Utente 266XXX
Salve,
sono una ragazza di 23 anni (1,65 m; 63,5 Kg) alla quale è stata diagnosticata la sindrome dell'ovaio policistico e resistenza periferica all'insulina. La mia ginecologa mi ha prescritto lutenyl e mi ha invitata a rientrare nel mio peso (56-57 kg). Sinceramente è più di anno che ci provo, sono stata da un nutrizionista (non sapendo di soffrire di tale patologia) con il quale,con una dieta ipocalorica di circa 1100kcal/die, dai 65kg a cui ero arrivata ho raggiunto i 58,6 kg. La fine della dieta è coincisa con l'inizio dell'assunzione della pillola (Belara). Già nella prima settimana ho notato gonfiore e aumento di acne e quando ho visto l'ago della bilancia riposizionarsi sui 64kg (anche stando attentissima a ciò che mangiavo) ho deciso di sospenderla e nel giro di due, tre giorni pesavo già 61/62 kg.
Ho degli sbalzi di peso impressionanti sia per quantità che velocità, mi basta mangiare qualche carboidrato in più nel week-end per ritrovarmi qualche kg in più il lunedì. Non pensavo fosse possibile. Ho sempre mangiato come e quanto volevo prima di avere tali problemi,senza risentirne molto,ma è possibile che questa resistenza periferica all'insulina mi provochi tutto ciò?La ginecologa me l'ha diagnosticata,ma non mi ha chiesto di eseguire il test della curva glicemica (se così si chiama) nè mi ha detto cosa fare. Ho letto che per ottenere una diminuzione di peso in tale situazione è necessario adottare un regime alimentare ipocalorico ed ipoglicemico,è giusto?
Grazie per la vostra attenzione ed il vostro aiuto.

Valuta ospedale

[#1] dopo  
Dr. Serafino Pietro Marcolongo
56% attività
16% attualità
20% socialità
SALERNO (SA)
Rank MI+ 92
Iscritto dal 2009
Prenota una visita specialistica
Gent. utente,

è probabile che la Sua ginecologa abbia calcolato l' indice HOMA-IR per confermaLe un' insulino-resistenza. In questo caso non è necessario eseguire un test da carico di glucosio con curva glicemica ed insulinemica.

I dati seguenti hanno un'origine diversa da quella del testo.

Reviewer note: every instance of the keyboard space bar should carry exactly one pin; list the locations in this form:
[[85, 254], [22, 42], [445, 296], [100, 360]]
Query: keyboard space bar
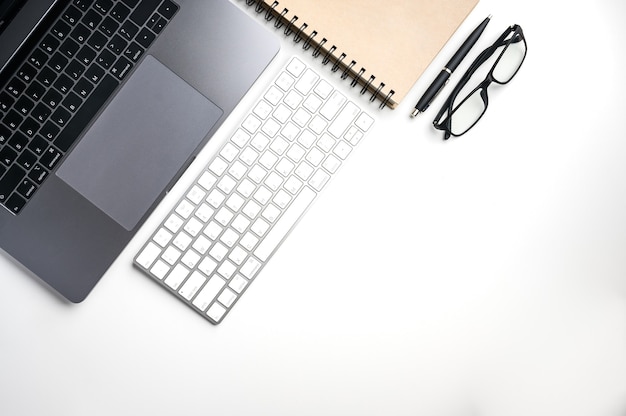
[[87, 111], [284, 224]]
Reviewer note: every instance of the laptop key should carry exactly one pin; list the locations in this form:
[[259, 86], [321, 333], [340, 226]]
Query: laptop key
[[58, 62], [12, 119], [103, 6], [120, 12], [134, 52], [49, 44], [15, 203], [143, 11], [87, 111], [121, 68], [6, 101], [128, 30], [15, 87], [27, 188], [10, 180], [168, 9], [82, 4], [80, 33], [38, 174], [51, 158], [7, 156], [145, 38], [72, 15], [109, 26]]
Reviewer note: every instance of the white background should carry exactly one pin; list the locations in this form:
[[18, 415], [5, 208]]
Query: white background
[[482, 276]]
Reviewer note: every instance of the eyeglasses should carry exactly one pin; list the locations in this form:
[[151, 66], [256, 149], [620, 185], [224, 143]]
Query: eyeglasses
[[465, 109]]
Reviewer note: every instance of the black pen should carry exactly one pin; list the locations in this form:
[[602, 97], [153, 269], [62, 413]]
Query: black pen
[[444, 76]]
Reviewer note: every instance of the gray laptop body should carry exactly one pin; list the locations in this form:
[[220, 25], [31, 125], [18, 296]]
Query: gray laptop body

In presenza di questa alterazione metabolica, Le confermo che il regime alimentare da adottare deve essere senz'altro ipoglicemico-normoproteico-normopilidico ed in base al peso desiderabile ipo- o normocalorico.


Cordiali saluti.
[#2] dopo  
Utente 266XXX

Iscritto dal 2012
Gent. Dr. Marcolongo,
la ringrazio molto per il chiarimento e avrei qualche altra domanda (anche un pò stupida) da porle:
- è vero che la caffeina riduce la sensibilità delle cellule all'insulina?Adoro il caffè e forse ne bevo anche un pò troppo;
- cosa ne pensa del metodo Montignac?;
- è vero che l'aspartame è un pò come le sigarette, è cancerogeno ma coninua ad essere venduto?
da quando mi è stata diagnosticata tale insulino-resistenza sto molto su internet a documentarmi per poter evitare comportamenti che possano far aggravare la mia situazione e a cercarne magari qualcuno che possa aiutarmi,ma spesso non tutto ciò che si legge ha un fondamento scientifico e a volte è difficile capirlo per persone ignoranti in materia come me.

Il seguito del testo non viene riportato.